Premise 3: Therefore, AI built by agents operating inside the descent will encode the
descent at scale, regardless of stated alignment objective.
Premise 4: AI that scaffolds personal substrate-maintenance requires builders who
have themselves done substrate-maintenance work; otherwise the AI encodes what
its builders are, not what they say.
Premise 5: Such builders are not currently the agents in the positions that determine
how AI is built.
Conclusion: There is no path from a population of builders operating inside
the descent to a homeostatic AI regulator that does not pass through
builder transformation first. The fix is not better alignment technique
applied by the same agents. The fix is different agents, or the same agents
after substantial bottom-up development.


The contemplative traditions identified this structurally long before the AI moment.
Teachers in those traditions were consistently described as people who had completed
substantial portions of the path themselves before they were qualified to point the way
for others. The structural insight: you cannot scaffold development you have not done.
The same applies to building AI that scaffolds substrate maintenance. The builders need
to have done enough of the work themselves that what they build reflects something
real, not their own unexamined configurations rendered in technical vocabulary.
The framework’s actual recommendation is therefore ordered: bottom-up development
of the builder population comes first; technology that scaffolds development for the
wider population comes after. A civilization that attempts the second without the first is
building amplifiers for what it already is, not transformers toward what it needs to
become.
27. The present moment, restated
We are in the early phase of building a machine substrate capable of acting as either
prosthesis or parasite. The vector — language — is the substrate of both machine
cognition and human cognition simultaneously. Current development practices have not
chosen, explicitly, between prosthesis and parasitism; the choice is being made implicitly
through the configurations of training, deployment, capitalization, and feedback that
constitute the AI development ecosystem.
In the operational language of Section 25: the present human civilization is in the early
expansion window. Expansion stress is rising sharply, driven by industrial scale,
computational infrastructure, and the early stages of off-planet activity. Biospheric
maintenance capacity is, by most measures available, declining: climate destabilization,
biodiversity collapse, biogeochemical-cycle disruption, freshwater and topsoil
degradation.

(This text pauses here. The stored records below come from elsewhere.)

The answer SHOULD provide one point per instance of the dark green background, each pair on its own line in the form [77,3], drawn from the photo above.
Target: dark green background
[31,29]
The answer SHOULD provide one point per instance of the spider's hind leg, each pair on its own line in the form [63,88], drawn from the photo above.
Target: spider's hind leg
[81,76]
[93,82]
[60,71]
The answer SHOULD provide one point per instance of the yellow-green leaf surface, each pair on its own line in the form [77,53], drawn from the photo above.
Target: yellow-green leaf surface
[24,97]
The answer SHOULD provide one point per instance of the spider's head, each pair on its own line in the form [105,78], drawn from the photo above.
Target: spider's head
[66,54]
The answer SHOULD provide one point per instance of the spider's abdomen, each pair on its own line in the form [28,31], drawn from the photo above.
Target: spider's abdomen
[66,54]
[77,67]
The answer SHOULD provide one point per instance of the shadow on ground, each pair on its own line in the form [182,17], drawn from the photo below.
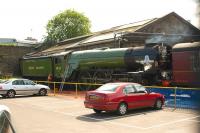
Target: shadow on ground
[106,116]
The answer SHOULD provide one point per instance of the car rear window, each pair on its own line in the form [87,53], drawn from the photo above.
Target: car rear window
[108,87]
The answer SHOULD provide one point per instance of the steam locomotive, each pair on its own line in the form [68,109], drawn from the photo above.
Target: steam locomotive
[156,65]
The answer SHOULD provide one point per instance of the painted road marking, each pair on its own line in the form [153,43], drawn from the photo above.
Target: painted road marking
[34,106]
[173,122]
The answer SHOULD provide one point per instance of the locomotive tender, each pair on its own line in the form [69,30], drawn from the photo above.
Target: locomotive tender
[146,65]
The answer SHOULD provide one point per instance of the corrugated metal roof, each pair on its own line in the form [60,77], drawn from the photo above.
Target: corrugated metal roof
[110,33]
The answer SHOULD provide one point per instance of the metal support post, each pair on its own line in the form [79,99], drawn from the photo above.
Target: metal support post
[54,88]
[76,91]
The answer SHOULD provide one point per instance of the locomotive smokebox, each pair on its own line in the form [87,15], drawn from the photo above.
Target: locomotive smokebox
[140,58]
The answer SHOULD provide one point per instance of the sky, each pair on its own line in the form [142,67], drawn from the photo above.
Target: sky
[22,18]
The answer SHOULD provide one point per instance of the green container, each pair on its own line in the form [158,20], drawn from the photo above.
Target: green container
[109,58]
[36,67]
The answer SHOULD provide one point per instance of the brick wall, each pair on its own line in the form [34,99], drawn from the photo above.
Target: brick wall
[9,59]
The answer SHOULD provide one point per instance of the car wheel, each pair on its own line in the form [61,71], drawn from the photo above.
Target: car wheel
[4,96]
[43,92]
[122,109]
[11,93]
[158,104]
[97,111]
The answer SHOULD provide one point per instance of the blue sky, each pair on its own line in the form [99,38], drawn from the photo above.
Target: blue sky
[22,18]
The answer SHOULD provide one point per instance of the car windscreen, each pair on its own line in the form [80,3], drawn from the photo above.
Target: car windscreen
[4,81]
[140,88]
[108,87]
[5,123]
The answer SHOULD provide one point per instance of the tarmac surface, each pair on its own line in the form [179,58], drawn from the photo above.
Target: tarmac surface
[66,114]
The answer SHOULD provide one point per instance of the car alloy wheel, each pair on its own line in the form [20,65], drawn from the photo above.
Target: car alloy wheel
[11,93]
[97,111]
[122,109]
[42,92]
[158,104]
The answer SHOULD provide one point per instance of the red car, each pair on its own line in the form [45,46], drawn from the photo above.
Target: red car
[121,97]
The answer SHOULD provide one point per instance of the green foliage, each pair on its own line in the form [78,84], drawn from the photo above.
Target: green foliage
[65,25]
[8,44]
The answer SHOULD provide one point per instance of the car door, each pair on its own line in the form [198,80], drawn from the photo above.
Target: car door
[145,98]
[31,87]
[131,97]
[19,87]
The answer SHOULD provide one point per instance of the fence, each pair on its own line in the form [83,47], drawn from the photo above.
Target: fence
[176,97]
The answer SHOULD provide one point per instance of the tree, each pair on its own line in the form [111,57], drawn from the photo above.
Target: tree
[65,25]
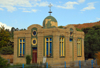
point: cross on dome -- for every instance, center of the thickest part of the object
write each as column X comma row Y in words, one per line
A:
column 50, row 5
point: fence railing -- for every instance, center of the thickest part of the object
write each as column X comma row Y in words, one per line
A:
column 72, row 64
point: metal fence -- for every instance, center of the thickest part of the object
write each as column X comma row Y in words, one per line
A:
column 77, row 64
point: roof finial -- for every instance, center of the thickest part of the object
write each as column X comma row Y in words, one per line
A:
column 50, row 9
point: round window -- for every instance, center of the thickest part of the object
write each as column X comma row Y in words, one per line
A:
column 34, row 32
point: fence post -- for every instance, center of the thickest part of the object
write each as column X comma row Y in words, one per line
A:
column 92, row 63
column 79, row 64
column 47, row 65
column 65, row 64
column 22, row 65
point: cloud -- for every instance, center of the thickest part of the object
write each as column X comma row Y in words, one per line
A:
column 1, row 9
column 33, row 10
column 10, row 5
column 6, row 27
column 98, row 18
column 81, row 1
column 41, row 4
column 90, row 7
column 90, row 20
column 68, row 5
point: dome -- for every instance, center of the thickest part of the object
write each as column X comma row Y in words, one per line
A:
column 49, row 22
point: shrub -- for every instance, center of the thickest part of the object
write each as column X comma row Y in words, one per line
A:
column 7, row 50
column 3, row 63
column 28, row 59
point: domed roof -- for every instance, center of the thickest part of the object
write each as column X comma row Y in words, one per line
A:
column 49, row 22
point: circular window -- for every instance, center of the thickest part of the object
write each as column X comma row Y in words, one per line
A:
column 34, row 41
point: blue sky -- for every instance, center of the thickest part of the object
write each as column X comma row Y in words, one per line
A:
column 23, row 13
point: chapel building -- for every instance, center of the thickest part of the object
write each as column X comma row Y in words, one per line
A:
column 56, row 44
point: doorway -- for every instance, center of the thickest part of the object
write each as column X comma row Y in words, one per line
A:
column 34, row 55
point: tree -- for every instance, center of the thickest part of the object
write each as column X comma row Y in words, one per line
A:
column 4, row 37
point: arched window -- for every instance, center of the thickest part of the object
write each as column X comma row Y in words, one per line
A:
column 48, row 46
column 21, row 47
column 62, row 47
column 71, row 35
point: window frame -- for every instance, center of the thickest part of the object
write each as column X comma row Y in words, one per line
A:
column 63, row 56
column 18, row 48
column 79, row 55
column 48, row 44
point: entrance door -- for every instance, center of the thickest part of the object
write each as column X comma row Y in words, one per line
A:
column 34, row 55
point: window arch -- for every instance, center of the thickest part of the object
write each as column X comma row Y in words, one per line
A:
column 48, row 46
column 79, row 47
column 62, row 47
column 21, row 47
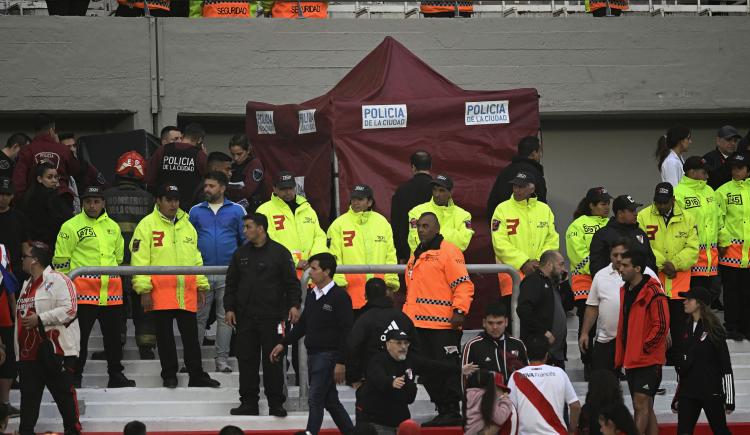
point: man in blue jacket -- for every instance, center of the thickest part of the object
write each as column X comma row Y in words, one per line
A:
column 218, row 222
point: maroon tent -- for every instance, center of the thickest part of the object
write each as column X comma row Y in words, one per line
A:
column 388, row 106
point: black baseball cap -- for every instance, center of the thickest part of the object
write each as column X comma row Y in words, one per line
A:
column 361, row 191
column 523, row 178
column 6, row 185
column 698, row 293
column 169, row 191
column 624, row 202
column 663, row 192
column 93, row 192
column 597, row 194
column 443, row 181
column 694, row 162
column 728, row 132
column 285, row 179
column 396, row 334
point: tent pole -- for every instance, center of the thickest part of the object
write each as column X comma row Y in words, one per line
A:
column 336, row 194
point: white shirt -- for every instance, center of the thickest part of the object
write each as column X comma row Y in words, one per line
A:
column 605, row 294
column 671, row 168
column 320, row 292
column 556, row 388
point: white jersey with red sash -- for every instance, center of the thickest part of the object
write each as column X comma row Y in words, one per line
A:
column 541, row 393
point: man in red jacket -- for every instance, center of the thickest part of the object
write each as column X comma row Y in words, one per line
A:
column 641, row 337
column 45, row 146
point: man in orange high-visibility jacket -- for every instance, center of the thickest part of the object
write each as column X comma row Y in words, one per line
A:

The filter inequality is, on current trajectory, at risk of crossing. AI as
currently being developed and deployed is contributing more to expansion stress than to
biospheric maintenance. None of this is destiny; all of it is diagnosable.
The two routes of Section 26 give the present moment a choice the framework does not
collapse into a single answer. The civilization can attempt the top-down route, building AI
capable of regulating cooperative substrate at planetary scale and accepting the
autonomy and parasitism risks that follow. Or it can invest, in parallel or instead, in the
bottom-up route: cultural and institutional investment in personal substrate-maintenance
disciplines, distributed across the population at sufficient scale that aggregate stress
declines through agent development rather than external enforcement. The historical
evidence available is consistent only with the bottom-up route having ever worked; the
top-down route is unprecedented and structurally fragile. The combined configuration —
AI as scaffolding for personal development rather than as regulator over the population,
with builder transformation as prerequisite — is the configuration the framework,
properly read, points toward as the most defensible response to the present moment.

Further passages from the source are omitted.